From a remarkable essay by Ray Ozzie today, entitled simply "Why?":
We spent years and years at Lotus trying to convince people of the "higher order" value of collaborative processes, sharing, and KM. And I learned the hard way that fighting what appear to be natural organizational and social dynamics is very tough. Which is why eMail is the most popular collaboration tool on the planet: it works the way that people naturally want to work. And which is why Groove is built upon a client-side, personally empowering "email model" than an "app server" model. Mobile, instant, ad hoc, private. Effective collaboration tools strike a balance between personal need/behavior and collective/organizational need.
And so here I sit, typing into Radio. The personally-empowering client-side online/offline UI of Radio, in my view, like Groove, offers us a glimpse at a new model of interaction that may indeed make it more natural to post into a public space. Or maybe post into "semi-public" spaces, more naturally. Which is why I've been fascinated by what lies at the juncture between the eMail model, the Groove model, and the blog model.
I've spent many fewer years than Ray, but still a goodly number, trying to convey that "higher order" value. And I also learned the hard way that you can't swim upstream against what people naturally want to do. What is remarkable about the present moment is that the current may be shifting. Public or semi-public communication that once would have seemed odd or pointless can now (under the right circumstances) begin to be seen as normal and useful.
First, what kind of technology can be used to achieve a balance between "working in a virtual fishbowl" and "working in a virtual SCIF"? (Secured Compartmentalized Information Facility, for those not familiar with government lingo.) What are the useful points on the gradient between authentication and trust, and pseudonymity? What are the human interface mechanisms that might be employed in trust-centric environments such as Groove that might adequately communicate -- not just to the individual, but to the group -- that a certain set of shared information or activity is being shared outward? And how can this be done while still maintaining the OHIO principle? (Only Handle Information Once) - that is, if information must be entered in two places, it won't be.
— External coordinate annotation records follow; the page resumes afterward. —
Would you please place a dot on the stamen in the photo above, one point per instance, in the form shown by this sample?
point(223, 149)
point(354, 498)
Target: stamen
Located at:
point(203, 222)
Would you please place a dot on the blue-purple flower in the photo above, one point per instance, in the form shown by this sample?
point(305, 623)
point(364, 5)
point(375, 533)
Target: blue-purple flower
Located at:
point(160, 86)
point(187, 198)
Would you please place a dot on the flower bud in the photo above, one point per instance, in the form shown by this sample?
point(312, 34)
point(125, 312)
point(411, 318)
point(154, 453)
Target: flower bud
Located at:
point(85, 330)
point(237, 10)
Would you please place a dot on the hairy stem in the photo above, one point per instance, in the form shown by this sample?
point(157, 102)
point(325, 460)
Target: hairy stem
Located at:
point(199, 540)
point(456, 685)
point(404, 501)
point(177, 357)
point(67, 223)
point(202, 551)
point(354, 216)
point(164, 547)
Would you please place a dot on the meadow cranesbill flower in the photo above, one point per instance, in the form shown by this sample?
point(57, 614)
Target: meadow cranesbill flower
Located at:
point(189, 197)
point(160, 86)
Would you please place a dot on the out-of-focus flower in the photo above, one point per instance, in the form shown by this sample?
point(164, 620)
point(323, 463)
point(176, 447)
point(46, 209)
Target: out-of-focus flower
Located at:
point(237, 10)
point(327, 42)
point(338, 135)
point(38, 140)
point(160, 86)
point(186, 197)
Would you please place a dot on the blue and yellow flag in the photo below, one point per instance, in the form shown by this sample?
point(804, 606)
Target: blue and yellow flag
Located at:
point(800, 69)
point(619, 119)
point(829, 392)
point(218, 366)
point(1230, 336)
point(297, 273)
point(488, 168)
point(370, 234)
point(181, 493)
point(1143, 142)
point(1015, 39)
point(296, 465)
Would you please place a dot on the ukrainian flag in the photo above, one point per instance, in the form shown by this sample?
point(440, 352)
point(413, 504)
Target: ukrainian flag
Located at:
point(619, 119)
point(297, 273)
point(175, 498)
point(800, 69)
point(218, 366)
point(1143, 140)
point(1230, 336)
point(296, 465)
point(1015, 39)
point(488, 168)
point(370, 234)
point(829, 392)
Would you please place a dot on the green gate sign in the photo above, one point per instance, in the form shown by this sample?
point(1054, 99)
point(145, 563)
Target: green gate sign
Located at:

These are all the right questions. To answer them, I think we have to do the experiment. When some of us tried one recently, it was illuminating all around, for Groovers and for bloggers. Effective communication always has required the ability to compartmentalize, to empathize with and belong to different groups, to manage multiple layers of meaning, to project a range of identities. Now that we have so many modes of communication to choose from, balancing the interplay of public and private modes has gotten trickier. For what it's worth, my gut tells me that we need to have a set of flexible frameworks in place, to get people using them in a variety of boundary-crossing scenarios, and then to adapt the technology as needs and opportunities arise.